Muito se fala de fake news, termo inventado por Donald Trump: notícias falsas ou parciais, escritas omitindo parte da verdade para manipular a opinião pública. Elas são um problema real. Mas as fake news sempre existiram; a novidade é apenas o nome. Há fake news antiquíssimas. Na sociedade sempre houve visões concorrentes e notícias intencionalmente falsas. Tendem a surgir onde é mais intenso o conflito social, mas são algo típico da política em todos os tempos e lugares. Algumas fake news são prontamente desmentidas, outras não: persistem e passam às vezes até como versão principal.
É mentira, por exemplo, que a independência do Brasil fosse um movimento popular, desejado pela população. Os jornais da época nem falavam desse assunto até poucas semanas antes do grito do Ipiranga; tratou-se de um movimento de elite de poucos personagens potentes – para sermos mais corretos, foi uma secessão, coisa que ninguém diz.
Também não é verdade que a Inglaterra queria acabar com a escravidão “por interesse” – muito pelo contrário! O movimento abolicionista começou fortemente baseado em questões morais. Os mesmos ingleses tiveram de convencer os compatriotas que era possível ter atividade econômica e produzir bens e serviços sem escravidão.
Infelizmente, muitas vezes a história oficial é uma grande mentira, cumprindo uma função política e de controle social
É mentira que Brasil e Paraguai foram levados à guerra pela Inglaterra, e que o Brasil teria matado 95% da população masculina do Paraguai (as melhores estimativas falam de 8,7%, ou no máximo 18%). E o presidente paraguaio Solano López não era um bom mocinho que só queria a independência; era um ditador odiado em sua pátria, que mandou milhares de compatriotas ao massacre e um país à ruina, por questão de honra pessoal.
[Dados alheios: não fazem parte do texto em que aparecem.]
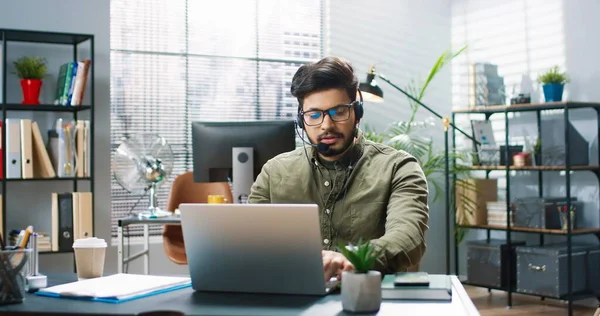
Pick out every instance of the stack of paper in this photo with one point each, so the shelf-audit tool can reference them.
(117, 288)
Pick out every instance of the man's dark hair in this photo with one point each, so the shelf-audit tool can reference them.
(327, 73)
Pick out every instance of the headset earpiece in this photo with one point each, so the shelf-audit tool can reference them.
(299, 120)
(358, 107)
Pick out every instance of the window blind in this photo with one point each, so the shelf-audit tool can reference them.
(177, 61)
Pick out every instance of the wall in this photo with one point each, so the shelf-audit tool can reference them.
(62, 16)
(403, 39)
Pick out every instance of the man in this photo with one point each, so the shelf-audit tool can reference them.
(363, 189)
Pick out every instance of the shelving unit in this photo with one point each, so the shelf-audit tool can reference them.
(42, 37)
(567, 168)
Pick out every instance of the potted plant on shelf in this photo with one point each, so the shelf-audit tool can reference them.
(31, 70)
(553, 82)
(361, 288)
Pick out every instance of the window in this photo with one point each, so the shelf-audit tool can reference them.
(177, 61)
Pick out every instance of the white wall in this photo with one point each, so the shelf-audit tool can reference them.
(403, 39)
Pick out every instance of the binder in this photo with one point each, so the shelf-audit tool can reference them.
(13, 149)
(26, 150)
(65, 221)
(42, 166)
(117, 288)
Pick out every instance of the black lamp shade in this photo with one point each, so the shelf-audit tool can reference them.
(370, 90)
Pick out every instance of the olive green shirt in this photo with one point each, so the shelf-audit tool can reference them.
(374, 192)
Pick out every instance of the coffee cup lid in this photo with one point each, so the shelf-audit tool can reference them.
(90, 242)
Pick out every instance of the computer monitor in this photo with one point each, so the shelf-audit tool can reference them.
(236, 151)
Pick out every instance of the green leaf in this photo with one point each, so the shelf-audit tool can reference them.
(30, 67)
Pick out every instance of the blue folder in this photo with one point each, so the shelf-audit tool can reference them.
(113, 300)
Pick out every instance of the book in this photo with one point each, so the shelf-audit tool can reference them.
(411, 279)
(116, 288)
(439, 289)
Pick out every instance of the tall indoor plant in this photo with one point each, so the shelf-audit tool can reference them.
(31, 71)
(361, 288)
(408, 136)
(553, 82)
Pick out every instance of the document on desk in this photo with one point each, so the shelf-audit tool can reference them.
(117, 288)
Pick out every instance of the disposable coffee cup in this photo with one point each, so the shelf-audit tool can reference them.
(89, 257)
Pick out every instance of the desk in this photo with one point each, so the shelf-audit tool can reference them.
(199, 303)
(134, 220)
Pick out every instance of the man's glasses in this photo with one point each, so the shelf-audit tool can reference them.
(337, 114)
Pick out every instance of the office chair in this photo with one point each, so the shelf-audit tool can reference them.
(185, 190)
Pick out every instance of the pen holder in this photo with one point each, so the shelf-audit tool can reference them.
(14, 268)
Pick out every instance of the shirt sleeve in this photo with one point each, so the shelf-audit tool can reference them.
(406, 220)
(260, 191)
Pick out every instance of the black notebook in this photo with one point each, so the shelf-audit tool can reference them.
(439, 289)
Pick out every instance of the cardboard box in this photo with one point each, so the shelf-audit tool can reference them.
(471, 198)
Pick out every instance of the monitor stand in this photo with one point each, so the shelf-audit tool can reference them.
(243, 173)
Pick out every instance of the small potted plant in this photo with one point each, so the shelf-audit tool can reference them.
(553, 82)
(361, 288)
(31, 70)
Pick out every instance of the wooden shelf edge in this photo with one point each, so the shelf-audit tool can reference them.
(527, 107)
(44, 179)
(531, 168)
(577, 231)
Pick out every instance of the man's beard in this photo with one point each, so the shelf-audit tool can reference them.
(329, 151)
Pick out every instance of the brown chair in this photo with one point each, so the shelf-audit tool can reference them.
(185, 190)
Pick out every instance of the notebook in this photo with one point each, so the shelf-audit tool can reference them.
(439, 289)
(116, 288)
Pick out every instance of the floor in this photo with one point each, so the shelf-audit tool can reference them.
(494, 303)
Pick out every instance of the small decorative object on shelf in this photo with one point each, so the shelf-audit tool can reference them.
(361, 288)
(553, 82)
(521, 99)
(31, 70)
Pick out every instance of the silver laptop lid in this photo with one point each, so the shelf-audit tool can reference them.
(256, 248)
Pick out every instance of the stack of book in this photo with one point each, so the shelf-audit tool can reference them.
(497, 213)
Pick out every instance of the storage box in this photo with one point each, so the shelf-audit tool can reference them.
(542, 270)
(488, 263)
(543, 212)
(472, 196)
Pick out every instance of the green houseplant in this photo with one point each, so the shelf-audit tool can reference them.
(361, 288)
(408, 136)
(31, 71)
(553, 82)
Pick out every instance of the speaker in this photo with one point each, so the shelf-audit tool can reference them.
(242, 173)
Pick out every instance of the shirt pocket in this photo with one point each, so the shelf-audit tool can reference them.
(368, 220)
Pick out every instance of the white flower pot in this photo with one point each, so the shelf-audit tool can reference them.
(361, 292)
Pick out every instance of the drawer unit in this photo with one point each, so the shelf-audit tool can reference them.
(488, 263)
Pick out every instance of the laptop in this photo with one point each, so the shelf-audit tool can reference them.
(255, 248)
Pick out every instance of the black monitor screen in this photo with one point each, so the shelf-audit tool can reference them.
(213, 142)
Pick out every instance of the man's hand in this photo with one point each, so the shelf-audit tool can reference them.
(334, 263)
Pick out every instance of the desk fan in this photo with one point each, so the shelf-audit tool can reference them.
(142, 162)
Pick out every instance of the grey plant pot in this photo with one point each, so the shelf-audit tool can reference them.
(361, 292)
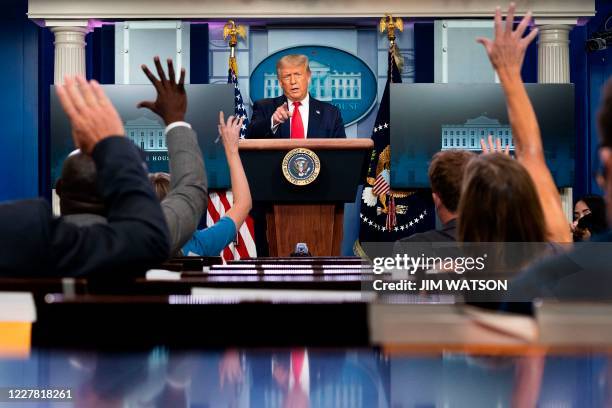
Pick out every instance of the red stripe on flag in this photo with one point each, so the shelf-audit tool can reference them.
(212, 211)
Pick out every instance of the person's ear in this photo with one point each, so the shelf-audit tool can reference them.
(605, 158)
(437, 201)
(58, 187)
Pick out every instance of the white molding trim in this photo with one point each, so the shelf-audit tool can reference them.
(66, 23)
(555, 21)
(214, 9)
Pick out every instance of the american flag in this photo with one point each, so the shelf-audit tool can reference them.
(220, 202)
(387, 215)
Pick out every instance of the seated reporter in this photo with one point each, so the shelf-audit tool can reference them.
(186, 201)
(33, 242)
(212, 240)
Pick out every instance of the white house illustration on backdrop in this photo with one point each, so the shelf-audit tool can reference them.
(325, 84)
(467, 136)
(146, 134)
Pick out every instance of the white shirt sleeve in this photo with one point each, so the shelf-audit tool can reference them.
(176, 124)
(273, 127)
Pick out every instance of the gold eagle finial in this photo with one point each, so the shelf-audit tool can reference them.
(391, 24)
(233, 31)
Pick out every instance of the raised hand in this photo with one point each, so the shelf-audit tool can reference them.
(230, 368)
(507, 50)
(281, 115)
(490, 147)
(230, 132)
(92, 115)
(171, 102)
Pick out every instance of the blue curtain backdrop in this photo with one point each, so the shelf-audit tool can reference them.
(18, 103)
(27, 51)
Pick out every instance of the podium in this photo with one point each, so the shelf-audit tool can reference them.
(311, 213)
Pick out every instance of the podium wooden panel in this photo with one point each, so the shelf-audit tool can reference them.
(314, 213)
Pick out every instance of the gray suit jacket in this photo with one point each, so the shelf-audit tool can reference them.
(188, 196)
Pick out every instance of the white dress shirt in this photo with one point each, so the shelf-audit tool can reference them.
(304, 111)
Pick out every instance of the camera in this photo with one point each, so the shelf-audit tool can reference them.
(599, 41)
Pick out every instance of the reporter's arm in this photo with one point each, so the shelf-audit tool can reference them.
(186, 201)
(187, 198)
(242, 202)
(506, 53)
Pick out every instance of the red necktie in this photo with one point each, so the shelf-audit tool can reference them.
(297, 127)
(297, 362)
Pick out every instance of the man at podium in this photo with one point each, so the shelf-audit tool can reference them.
(295, 114)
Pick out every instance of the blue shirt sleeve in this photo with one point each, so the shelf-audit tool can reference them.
(211, 241)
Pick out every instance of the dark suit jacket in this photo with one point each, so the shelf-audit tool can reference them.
(324, 120)
(33, 242)
(448, 233)
(581, 274)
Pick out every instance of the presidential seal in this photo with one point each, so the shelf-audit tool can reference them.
(301, 166)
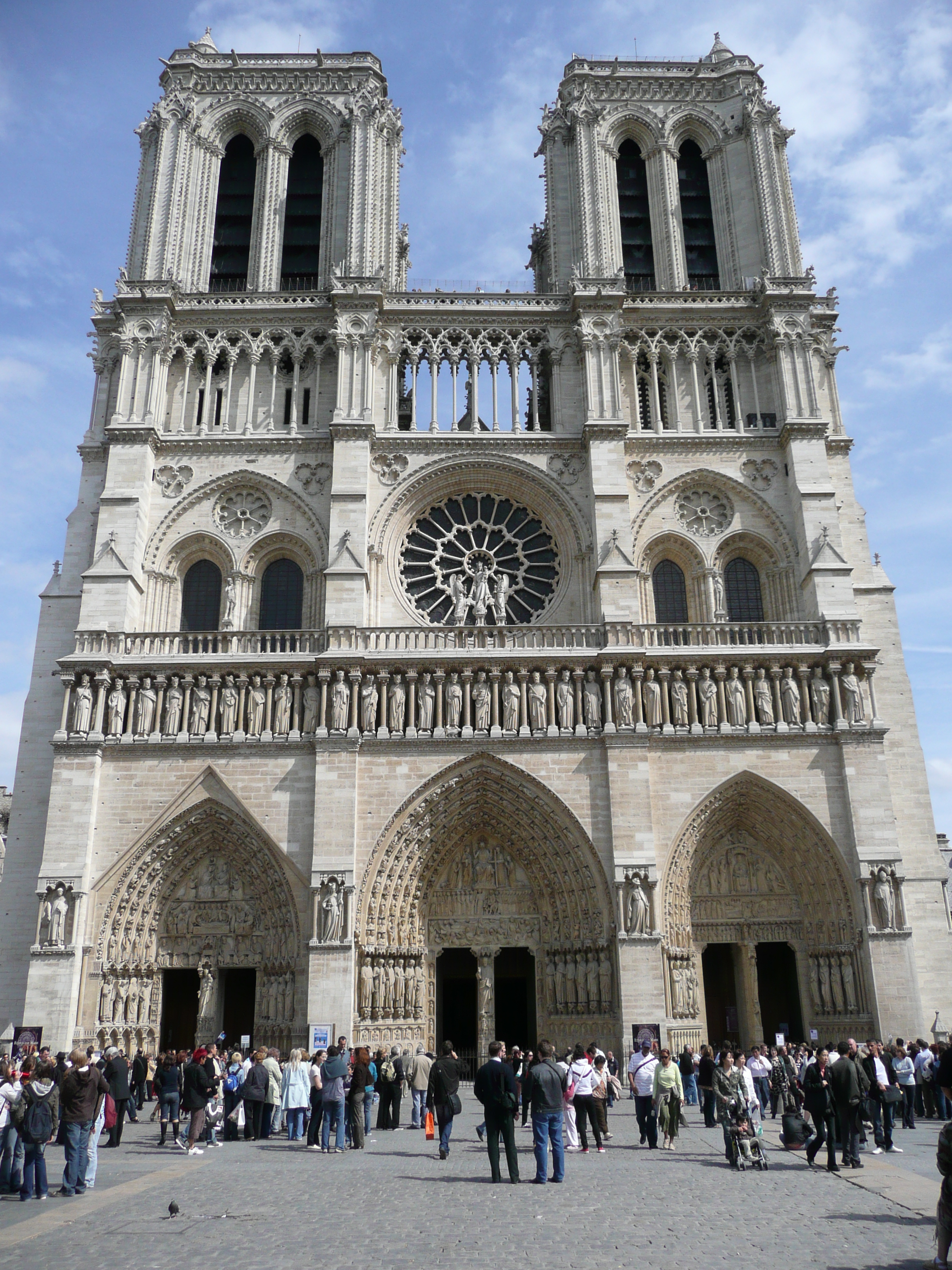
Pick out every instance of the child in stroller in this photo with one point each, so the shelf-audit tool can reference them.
(745, 1146)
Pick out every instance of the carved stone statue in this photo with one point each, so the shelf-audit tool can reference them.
(427, 698)
(885, 901)
(821, 698)
(624, 700)
(680, 700)
(283, 698)
(852, 696)
(652, 694)
(565, 703)
(481, 703)
(511, 703)
(339, 703)
(707, 696)
(592, 702)
(173, 708)
(83, 707)
(397, 703)
(145, 708)
(537, 703)
(455, 702)
(735, 700)
(790, 696)
(763, 698)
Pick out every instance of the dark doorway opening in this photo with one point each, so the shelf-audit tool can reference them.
(179, 1009)
(239, 1012)
(516, 998)
(778, 991)
(456, 1000)
(720, 993)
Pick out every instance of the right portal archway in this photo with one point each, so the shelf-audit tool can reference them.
(756, 881)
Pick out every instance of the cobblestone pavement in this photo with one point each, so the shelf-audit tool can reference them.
(397, 1206)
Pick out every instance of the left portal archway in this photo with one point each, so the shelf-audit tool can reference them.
(206, 893)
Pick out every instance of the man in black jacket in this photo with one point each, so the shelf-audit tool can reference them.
(495, 1089)
(546, 1090)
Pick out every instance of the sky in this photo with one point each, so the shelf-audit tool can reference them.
(866, 86)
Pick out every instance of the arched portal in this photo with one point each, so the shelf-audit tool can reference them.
(486, 859)
(753, 877)
(200, 930)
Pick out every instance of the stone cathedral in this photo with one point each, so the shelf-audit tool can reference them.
(460, 664)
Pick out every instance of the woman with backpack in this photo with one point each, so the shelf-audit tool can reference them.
(36, 1113)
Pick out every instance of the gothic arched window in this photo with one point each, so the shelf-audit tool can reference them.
(671, 594)
(231, 244)
(638, 254)
(302, 216)
(282, 597)
(201, 597)
(742, 583)
(697, 219)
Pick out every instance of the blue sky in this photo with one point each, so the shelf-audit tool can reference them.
(867, 88)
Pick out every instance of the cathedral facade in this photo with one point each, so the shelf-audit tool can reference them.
(440, 664)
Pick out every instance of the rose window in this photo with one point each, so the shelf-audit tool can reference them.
(243, 512)
(704, 512)
(479, 561)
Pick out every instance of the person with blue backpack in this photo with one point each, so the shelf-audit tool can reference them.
(36, 1113)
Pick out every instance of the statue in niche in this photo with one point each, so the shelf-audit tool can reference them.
(56, 910)
(83, 707)
(735, 700)
(790, 698)
(537, 703)
(639, 909)
(369, 704)
(592, 700)
(313, 704)
(427, 696)
(680, 700)
(283, 696)
(173, 708)
(885, 900)
(481, 703)
(145, 708)
(852, 696)
(455, 702)
(652, 692)
(229, 707)
(565, 703)
(511, 703)
(763, 699)
(821, 699)
(499, 599)
(332, 914)
(201, 707)
(624, 700)
(117, 709)
(707, 695)
(339, 703)
(397, 703)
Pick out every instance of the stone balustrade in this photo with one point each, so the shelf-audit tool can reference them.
(690, 695)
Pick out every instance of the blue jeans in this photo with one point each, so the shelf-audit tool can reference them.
(76, 1151)
(333, 1112)
(33, 1170)
(12, 1153)
(547, 1128)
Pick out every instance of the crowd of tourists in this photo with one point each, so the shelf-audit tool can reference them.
(833, 1096)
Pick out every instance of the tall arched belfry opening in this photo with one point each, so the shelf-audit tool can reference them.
(468, 664)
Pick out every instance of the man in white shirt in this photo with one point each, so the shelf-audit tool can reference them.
(641, 1079)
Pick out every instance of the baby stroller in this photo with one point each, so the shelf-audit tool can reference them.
(747, 1148)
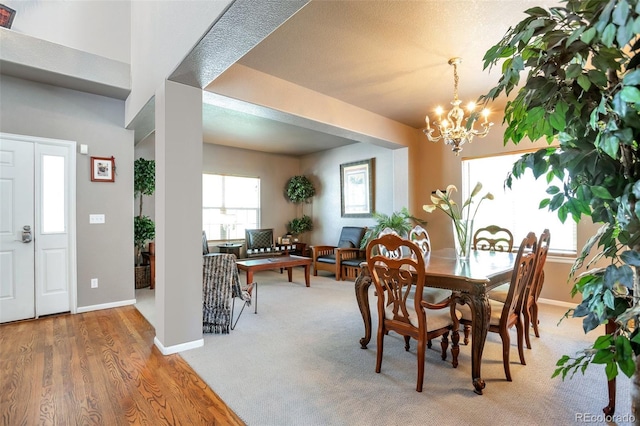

Não é verdade que o Brasil é um “país capitalista”. No Índice de Liberdade Econômica da Heritage Foundation, o Brasil está na 124.ª posição (de 184 países), entre as nações com as economias menos livres do mundo.
Não se fala, ainda, que a instauração da República foi um golpe; que o chamado “pai dos pobres” era, na verdade, um ditador como qualquer outro (os programas sociais e assistenciais nasceram naquela época em todo o Ocidente, sendo fruto de uma época histórica); que a Coluna Prestes matava, estuprava, incendiava e roubava pobres cidadãos comuns e agricultores por onde passava; que só a Intentona Comunista matou mais que toda a ditadura militar em 30 anos.
Até em assuntos mais amenos as fake news perduram. Não é verdade que Santos-Dumont seja o inventor do avião; nenhum país do mundo o considera como tal, ninguém nem o conhece. Todos, não só nos Estados Unidos, sabem que foram os irmãos Wright, cujo avião voava de verdade, mais alto, por mais tempo e em distância maior. A feijoada não é africana e nem de origem popular: tem origem no Império Romano, e todos os países europeus herdeiros de Roma faziam ou fazem misturas similares, como a famosa cassoulet francesa e o bollito misto italiano. No Brasil, a versão com feijão preto ficou famosa primeiro entre os mais ricos. O café, hoje considerado típico produto brasileiro (o Brasil é o maior produtor e exportador do mundo), não é autóctone: em 1713, Francisco de Melo Palheta o roubou na Guiana Francesa e o trouxe para o Pará.
Infelizmente, muitas vezes a história oficial é uma grande mentira, cumprindo uma função política e de controle social. A missão não é a busca pela verdade, mas a manipulação da opinião pública. E é grave não ter uma verdade estabelecida sobre grandes fatos da história do país. A história e a identidade coletiva não podem repousar em cima de mentiras.
Se as fake news são um problema, o que fazer com as fake news que perduram décadas e séculos, as fake olds? Os mesmos que mentiram e mentem sobre fake olds querem hoje resolver as fake news. É muito provável que se regulamentem as segundas sem resolver antes as primeiras. Como disse Edmund Burke, “um povo que não conhece sua história está fadado a repeti-la” – fake olds e fake news incluídas.